Actively searching the Internet inflates our sense of the knowledge we actually possess, a new study has claimed.
Because the Internet surpasses any person in accessibility, speed, and breadth of knowledge, the Internet may be treated as an all-knowing expert transactive memory partner, researchers said.
However, researchers from the Yale University in US suggest that these same features may exacerbate potentially negative effects of transactive memory, in particular conflating knowledge for which a partner is responsible with knowledge one actually possesses.
Each of the experiments had an induction phase followed by a self-assessment phase.
In the subsequent self-assessment phase, participants were asked to rate how well they could explain the answers to groups of questions from a variety of domains that were unrelated to the induction phase questions.

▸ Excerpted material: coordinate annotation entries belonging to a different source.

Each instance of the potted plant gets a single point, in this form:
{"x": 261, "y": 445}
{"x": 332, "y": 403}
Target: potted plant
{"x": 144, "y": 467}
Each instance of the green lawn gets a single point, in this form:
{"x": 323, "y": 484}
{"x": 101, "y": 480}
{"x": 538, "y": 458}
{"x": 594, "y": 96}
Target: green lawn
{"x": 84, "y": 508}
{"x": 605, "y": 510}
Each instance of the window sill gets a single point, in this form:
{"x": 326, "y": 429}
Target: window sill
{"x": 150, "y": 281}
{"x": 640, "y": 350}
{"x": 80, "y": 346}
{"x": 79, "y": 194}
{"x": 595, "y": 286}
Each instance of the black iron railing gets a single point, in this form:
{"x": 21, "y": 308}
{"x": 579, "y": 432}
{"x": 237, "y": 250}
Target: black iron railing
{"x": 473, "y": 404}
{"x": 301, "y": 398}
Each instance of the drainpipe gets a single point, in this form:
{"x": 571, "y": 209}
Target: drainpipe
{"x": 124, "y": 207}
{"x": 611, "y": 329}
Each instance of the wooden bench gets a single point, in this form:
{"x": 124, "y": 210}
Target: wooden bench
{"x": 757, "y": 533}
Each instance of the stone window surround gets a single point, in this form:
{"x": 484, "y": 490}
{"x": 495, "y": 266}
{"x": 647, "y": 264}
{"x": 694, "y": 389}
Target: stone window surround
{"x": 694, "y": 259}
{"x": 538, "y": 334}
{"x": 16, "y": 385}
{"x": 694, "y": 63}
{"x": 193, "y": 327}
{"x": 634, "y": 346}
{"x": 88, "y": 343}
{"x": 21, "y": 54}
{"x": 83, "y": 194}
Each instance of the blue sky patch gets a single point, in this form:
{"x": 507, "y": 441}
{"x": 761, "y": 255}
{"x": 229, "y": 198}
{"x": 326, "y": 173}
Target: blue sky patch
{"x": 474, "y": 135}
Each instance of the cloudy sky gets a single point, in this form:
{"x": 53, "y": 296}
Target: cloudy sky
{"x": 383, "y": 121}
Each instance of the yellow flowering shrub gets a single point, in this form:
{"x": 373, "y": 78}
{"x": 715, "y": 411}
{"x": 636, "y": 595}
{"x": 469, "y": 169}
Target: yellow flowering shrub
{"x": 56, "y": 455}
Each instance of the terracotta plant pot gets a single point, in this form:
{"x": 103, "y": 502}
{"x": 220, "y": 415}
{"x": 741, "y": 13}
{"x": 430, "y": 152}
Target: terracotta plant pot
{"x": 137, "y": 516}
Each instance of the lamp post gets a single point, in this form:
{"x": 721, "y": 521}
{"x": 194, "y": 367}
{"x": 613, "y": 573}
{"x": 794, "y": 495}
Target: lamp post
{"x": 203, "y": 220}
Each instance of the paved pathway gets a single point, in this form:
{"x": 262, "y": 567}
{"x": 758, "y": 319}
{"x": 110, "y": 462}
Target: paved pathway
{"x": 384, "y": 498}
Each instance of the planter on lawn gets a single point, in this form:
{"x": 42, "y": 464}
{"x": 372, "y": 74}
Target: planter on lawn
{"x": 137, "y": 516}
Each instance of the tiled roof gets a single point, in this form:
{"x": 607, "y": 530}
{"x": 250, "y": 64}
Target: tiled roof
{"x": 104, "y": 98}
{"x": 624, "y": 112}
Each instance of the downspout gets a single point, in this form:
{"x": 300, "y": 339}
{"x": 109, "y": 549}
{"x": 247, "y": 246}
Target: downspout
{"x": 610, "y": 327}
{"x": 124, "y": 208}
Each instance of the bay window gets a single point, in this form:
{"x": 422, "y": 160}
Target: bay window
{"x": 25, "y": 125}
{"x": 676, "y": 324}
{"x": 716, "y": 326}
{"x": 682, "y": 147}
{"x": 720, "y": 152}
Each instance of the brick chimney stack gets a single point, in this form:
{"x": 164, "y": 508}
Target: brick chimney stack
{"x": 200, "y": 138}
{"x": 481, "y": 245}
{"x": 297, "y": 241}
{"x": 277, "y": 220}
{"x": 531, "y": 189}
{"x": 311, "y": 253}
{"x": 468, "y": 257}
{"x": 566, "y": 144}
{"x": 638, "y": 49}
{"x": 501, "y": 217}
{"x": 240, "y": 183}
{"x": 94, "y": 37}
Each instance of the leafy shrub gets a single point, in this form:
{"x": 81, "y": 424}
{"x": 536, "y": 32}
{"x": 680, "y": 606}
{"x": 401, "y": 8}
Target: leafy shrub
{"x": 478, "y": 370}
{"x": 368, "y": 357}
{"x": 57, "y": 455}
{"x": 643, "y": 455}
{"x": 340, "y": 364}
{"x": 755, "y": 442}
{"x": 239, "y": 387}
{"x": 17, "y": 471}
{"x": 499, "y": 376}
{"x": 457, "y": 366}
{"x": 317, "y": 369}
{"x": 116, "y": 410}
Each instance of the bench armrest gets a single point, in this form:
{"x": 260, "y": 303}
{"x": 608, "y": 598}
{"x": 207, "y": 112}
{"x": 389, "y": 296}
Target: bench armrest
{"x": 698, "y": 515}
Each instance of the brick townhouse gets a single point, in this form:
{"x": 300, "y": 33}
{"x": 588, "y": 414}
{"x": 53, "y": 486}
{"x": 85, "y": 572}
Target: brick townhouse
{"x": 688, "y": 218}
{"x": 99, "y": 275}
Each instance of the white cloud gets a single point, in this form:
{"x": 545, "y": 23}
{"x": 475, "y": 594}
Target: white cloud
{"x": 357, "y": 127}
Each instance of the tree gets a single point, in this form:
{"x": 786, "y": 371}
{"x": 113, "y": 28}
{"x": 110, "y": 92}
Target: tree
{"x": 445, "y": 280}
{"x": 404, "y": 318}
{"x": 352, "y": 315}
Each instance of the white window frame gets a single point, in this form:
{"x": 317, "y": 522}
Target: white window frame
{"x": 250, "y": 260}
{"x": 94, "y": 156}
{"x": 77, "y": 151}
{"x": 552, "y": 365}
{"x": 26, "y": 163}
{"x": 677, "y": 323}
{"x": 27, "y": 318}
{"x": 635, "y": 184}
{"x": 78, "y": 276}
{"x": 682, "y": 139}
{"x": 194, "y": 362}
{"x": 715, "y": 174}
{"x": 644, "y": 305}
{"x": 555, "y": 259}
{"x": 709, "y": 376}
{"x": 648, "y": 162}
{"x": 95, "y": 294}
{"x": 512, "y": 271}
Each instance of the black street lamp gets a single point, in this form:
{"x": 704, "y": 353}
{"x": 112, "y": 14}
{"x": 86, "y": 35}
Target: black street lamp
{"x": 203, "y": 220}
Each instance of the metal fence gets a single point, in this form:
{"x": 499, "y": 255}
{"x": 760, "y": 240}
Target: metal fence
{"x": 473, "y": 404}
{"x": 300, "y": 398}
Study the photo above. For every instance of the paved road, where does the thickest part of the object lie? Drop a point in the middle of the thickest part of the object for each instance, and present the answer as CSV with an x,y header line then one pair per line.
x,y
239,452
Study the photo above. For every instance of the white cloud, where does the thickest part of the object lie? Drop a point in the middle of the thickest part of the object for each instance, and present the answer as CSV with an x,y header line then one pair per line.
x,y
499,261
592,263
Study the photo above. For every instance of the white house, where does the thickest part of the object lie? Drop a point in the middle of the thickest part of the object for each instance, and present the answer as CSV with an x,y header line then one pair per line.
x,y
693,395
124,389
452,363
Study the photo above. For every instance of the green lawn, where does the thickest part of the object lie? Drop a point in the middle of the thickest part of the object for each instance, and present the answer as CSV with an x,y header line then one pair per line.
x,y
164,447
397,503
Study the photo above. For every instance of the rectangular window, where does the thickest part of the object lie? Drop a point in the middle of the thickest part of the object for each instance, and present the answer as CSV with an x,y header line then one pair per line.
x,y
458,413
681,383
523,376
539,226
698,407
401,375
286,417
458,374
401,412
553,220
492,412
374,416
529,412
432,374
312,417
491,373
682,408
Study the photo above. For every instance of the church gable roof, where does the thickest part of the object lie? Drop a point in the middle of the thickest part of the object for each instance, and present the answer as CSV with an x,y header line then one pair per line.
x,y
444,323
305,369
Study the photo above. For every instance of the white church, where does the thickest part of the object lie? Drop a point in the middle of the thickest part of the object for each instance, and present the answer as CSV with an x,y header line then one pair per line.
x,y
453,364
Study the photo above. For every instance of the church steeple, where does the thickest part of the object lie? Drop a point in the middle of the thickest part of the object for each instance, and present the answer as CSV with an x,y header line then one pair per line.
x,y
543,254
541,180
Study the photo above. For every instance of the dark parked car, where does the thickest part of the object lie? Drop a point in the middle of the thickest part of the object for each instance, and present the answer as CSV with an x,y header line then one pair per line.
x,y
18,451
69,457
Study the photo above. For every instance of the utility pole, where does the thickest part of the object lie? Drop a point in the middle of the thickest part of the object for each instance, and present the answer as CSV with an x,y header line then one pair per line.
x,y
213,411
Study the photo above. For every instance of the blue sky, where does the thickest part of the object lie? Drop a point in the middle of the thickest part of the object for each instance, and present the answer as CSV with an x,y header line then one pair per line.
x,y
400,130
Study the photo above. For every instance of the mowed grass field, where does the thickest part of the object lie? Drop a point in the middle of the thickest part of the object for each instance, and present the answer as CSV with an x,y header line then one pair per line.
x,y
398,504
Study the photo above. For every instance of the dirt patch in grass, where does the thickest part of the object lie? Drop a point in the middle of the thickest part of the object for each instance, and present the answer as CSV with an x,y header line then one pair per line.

Participants who searched the Internet in the induction phase rated themselves as being able to give better explanations than participants who were not allowed to search the Internet.
This result was obtained even when participants in the Internet condition were given a specific web source to find and participants in the no Internet condition were shown text from that same website.
Higher self-assessed knowledge was also observed following unsuccessful Internet searches (eg, searches that did not yield an answer to the question).
The results suggest that it is the act of searching online that promotes increases in self-assessed knowledge, and this effect is limited to domains where the Internet might plausibly be of use, researchers said.
Together, this series of experiments demonstrates that actively searching the Internet inflates our sense of the knowledge we actually possess because we fail to recognise the extent to which we rely on external sources for information.
The study was published in the Journal of Experimental Psychology: General.